The first months of the war were surprisingly quiet and became known as the Phoney War. People relaxed and stopped carrying their gas masks everywhere. In the spring of 1940 they were made to think again when the Netherlands and Belgium were invaded and the battle for France began. Suddenly the enemy seemed uncomfortably close.

Letters home calmed the anxieties of Alice’s family but they had little idea where the brothers were. They dreaded seeing the telegram boy and sighed with relief when he passed by. One day in 1941 he stopped at the house. Edward was missing in action, presumed killed. He was just eighteen. His parents wept and Ruth and Alice did their best to comfort them though they could hardly stop their own tears from falling.

Three years later another telegram arrived reporting Charles’ death. His ship had been torpedoed in the Atlantic in early January. 

When VE day came in 1945 there were ecstatic celebrations for those who welcomed home their loved ones. There was proud reference to the sacrifices of ‘our glorious dead’ but the bereaved could not see it and could not rejoice.

Finally, Daniel returned. He’d left his legs behind on a battlefield but at least he had survived. Alice watched Ruth as she got ready to visit him in hospital.  She was trembling. Alice recognised her fear and hoped somehow Daniel would be the same as he had ever been.

She was thirteen - half her life had been lived in wartime.


  1. People went through such awful times but somehow managed to carry on.

  2. The voice here is great. Not only does it seem to reflect the people in the story, but the time period. Thanks for posting.

  3. It must have been such a horrible time. It's hard to imagine how awful it would have been, awaiting news of loved ones who were far away.

    Beautifully written! I love it when someone's work makes me feel emotional!

  4. How does a family recover from something like that? It would take such strength.

  5. So hard to lose two out of three sons and to have the other son come home damaged. What price victory! This is a riveting story...

  6. I think this is where things will really become interesting.

  7. Janice, this is absolutely compelling. I was so afraid to read this because I knew the brothers would not be coming home unscathed, if at all. Made me weep.

  8. There was a time when a telegram heralded good news… but somehow I think I know I would have hated getting one during the 1940’s

  9. This reminds me of when my sister Liz went to the Gulf War.

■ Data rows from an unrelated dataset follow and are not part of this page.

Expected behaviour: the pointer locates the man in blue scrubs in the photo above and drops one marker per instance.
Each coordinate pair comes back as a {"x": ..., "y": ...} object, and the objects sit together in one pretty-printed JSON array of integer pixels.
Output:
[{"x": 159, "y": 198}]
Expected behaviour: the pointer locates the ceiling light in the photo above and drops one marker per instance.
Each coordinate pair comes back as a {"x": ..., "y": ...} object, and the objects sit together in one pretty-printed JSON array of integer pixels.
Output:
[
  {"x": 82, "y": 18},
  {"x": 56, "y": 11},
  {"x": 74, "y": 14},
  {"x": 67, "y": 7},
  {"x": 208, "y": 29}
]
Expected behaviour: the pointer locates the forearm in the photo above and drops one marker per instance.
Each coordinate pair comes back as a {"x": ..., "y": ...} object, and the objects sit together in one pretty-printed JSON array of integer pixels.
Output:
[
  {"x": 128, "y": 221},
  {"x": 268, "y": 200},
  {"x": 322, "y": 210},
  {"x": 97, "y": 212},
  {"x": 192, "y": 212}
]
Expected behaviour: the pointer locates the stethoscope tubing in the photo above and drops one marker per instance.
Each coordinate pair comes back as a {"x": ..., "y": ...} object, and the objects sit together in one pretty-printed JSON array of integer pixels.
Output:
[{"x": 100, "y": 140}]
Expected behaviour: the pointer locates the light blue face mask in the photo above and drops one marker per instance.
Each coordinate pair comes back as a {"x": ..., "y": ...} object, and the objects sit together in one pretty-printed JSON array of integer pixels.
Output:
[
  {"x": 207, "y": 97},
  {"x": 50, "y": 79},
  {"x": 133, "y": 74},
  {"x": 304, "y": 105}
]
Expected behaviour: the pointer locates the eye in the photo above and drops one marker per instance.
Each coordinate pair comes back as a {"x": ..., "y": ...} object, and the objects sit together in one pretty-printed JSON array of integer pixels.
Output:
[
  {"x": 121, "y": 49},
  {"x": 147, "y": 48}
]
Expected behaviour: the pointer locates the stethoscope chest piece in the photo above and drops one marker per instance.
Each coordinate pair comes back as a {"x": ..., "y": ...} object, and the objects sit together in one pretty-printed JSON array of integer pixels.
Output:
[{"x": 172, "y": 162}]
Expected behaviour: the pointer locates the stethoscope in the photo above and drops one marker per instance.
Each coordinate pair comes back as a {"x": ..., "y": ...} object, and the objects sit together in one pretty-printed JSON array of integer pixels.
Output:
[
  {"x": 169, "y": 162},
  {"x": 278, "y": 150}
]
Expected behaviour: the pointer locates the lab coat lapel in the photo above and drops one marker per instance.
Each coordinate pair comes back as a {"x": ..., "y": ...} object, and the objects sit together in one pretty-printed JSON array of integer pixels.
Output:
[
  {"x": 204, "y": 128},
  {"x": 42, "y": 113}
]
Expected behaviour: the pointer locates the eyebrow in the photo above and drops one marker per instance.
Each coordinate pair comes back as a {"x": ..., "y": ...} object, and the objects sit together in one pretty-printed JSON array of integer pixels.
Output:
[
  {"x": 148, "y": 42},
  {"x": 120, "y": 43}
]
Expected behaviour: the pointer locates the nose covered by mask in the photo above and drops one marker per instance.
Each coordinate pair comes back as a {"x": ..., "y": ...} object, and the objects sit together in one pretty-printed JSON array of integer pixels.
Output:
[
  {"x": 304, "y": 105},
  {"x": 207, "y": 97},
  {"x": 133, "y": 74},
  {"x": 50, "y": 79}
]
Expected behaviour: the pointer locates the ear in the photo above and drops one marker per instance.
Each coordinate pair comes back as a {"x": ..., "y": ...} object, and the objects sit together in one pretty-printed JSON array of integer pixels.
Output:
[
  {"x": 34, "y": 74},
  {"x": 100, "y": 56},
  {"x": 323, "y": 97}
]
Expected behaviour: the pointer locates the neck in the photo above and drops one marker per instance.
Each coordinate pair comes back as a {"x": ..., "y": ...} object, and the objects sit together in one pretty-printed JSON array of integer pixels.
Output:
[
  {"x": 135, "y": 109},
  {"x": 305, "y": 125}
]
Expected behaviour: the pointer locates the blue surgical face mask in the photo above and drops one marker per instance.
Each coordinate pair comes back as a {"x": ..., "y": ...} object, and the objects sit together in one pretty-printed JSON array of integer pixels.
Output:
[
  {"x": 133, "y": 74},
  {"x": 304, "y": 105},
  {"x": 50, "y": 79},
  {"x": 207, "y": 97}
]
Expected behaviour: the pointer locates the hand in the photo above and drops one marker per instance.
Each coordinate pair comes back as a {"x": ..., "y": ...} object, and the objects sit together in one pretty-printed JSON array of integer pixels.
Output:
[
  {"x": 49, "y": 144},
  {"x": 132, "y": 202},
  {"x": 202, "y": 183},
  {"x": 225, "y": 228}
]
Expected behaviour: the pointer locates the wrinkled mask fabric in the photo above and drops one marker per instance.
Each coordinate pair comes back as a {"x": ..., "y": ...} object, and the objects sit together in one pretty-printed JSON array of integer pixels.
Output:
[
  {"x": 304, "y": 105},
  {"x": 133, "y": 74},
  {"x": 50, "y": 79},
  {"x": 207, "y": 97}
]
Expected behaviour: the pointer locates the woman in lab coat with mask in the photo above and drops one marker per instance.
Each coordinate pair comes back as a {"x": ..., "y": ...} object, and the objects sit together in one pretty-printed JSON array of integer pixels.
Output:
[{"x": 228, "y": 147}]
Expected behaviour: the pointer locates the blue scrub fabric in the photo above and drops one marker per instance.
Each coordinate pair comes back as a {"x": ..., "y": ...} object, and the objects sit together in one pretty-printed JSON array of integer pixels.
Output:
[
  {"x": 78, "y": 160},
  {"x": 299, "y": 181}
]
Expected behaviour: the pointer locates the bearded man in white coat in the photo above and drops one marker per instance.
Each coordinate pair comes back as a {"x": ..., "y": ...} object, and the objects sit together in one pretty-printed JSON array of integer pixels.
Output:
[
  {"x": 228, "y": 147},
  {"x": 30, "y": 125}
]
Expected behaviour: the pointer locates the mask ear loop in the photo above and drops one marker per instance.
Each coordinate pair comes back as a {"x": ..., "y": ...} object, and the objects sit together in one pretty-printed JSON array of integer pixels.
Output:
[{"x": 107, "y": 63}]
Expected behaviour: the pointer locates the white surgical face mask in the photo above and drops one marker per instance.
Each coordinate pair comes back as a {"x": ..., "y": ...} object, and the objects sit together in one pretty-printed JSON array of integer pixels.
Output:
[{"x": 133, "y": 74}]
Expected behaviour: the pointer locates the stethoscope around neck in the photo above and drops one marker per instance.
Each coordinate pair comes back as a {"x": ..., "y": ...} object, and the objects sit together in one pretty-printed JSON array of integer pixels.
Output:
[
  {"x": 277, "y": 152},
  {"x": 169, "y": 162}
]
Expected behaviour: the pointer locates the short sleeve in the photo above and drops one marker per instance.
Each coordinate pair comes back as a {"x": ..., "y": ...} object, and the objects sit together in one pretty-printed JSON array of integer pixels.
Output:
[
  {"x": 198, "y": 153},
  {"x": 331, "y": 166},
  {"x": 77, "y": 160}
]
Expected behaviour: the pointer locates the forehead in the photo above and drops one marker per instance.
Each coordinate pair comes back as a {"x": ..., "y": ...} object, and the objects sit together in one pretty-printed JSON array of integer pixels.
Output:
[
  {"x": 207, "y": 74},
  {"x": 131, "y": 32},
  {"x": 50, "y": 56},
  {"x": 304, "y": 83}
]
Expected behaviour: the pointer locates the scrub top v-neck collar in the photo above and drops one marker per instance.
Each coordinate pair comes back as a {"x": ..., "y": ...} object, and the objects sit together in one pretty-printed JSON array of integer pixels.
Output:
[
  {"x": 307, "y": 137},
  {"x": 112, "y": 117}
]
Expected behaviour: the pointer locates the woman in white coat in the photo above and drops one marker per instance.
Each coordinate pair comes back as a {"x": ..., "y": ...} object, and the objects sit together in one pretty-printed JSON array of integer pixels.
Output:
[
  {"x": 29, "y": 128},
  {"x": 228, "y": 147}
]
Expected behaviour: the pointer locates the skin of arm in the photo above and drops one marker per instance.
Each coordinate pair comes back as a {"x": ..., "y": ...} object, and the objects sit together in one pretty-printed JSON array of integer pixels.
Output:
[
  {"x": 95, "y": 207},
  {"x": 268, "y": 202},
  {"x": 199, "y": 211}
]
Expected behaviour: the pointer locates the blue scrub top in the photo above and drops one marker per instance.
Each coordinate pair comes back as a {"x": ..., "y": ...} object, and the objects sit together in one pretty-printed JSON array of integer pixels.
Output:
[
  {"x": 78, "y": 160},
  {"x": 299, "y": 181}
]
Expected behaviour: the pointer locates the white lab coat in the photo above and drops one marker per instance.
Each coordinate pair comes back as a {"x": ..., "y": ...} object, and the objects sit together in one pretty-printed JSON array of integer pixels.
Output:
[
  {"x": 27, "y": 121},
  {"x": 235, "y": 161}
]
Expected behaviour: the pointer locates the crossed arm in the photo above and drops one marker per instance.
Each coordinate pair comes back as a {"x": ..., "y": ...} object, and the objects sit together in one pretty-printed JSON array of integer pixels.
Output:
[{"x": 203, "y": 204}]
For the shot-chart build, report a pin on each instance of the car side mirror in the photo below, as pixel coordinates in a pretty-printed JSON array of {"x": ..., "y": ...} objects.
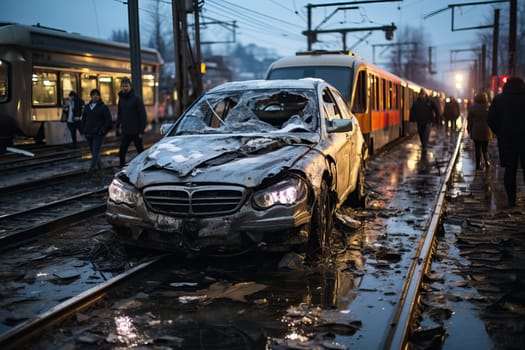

We learned where Bahrain was and watched the news constantly. We were so happy when she came home unharmed.

  10. what a time in world history. you mention that alice was 13 and had lived half her life in wartime. i think of my nephew who is 11 and has only known this 'war on terror' as a normal state of the world. i resent this is the case.

  11. Those who are not touched by war don't realise the perils and destruction it can bring to family and a country.
    All for the greed of power of a few.
    When one looks back, one realises that it was all wasted for nothing.
    This story is touching.
    I had written a similar one especially on the POW.

  12. It's easy to sit back and comment on war whether in your La-Z-Boy or in Congress. But it's our soldiers on the front lines and the families who are willing to stand by their choice to go who should be deciding if it's worth the cost. What a beautiful story. It made me think of the times my brothers went to various places, including Desert Storm.

  13. kind of makes me think of all I have to be grateful for.

  14. The last sentence is so poignant.

    Look forward to your challenge run…
    --Damyanti, Co-host A to Z Challenge April 2012

    Twitter: @AprilA2Z

  15. How awful for Daniel, Ruth and the rest of the family. But I'm wondering if Edward is really dead.

  16. So much tragedy for one family but then many other families faced the same grief.

    Janice, you are writing quite the page turner.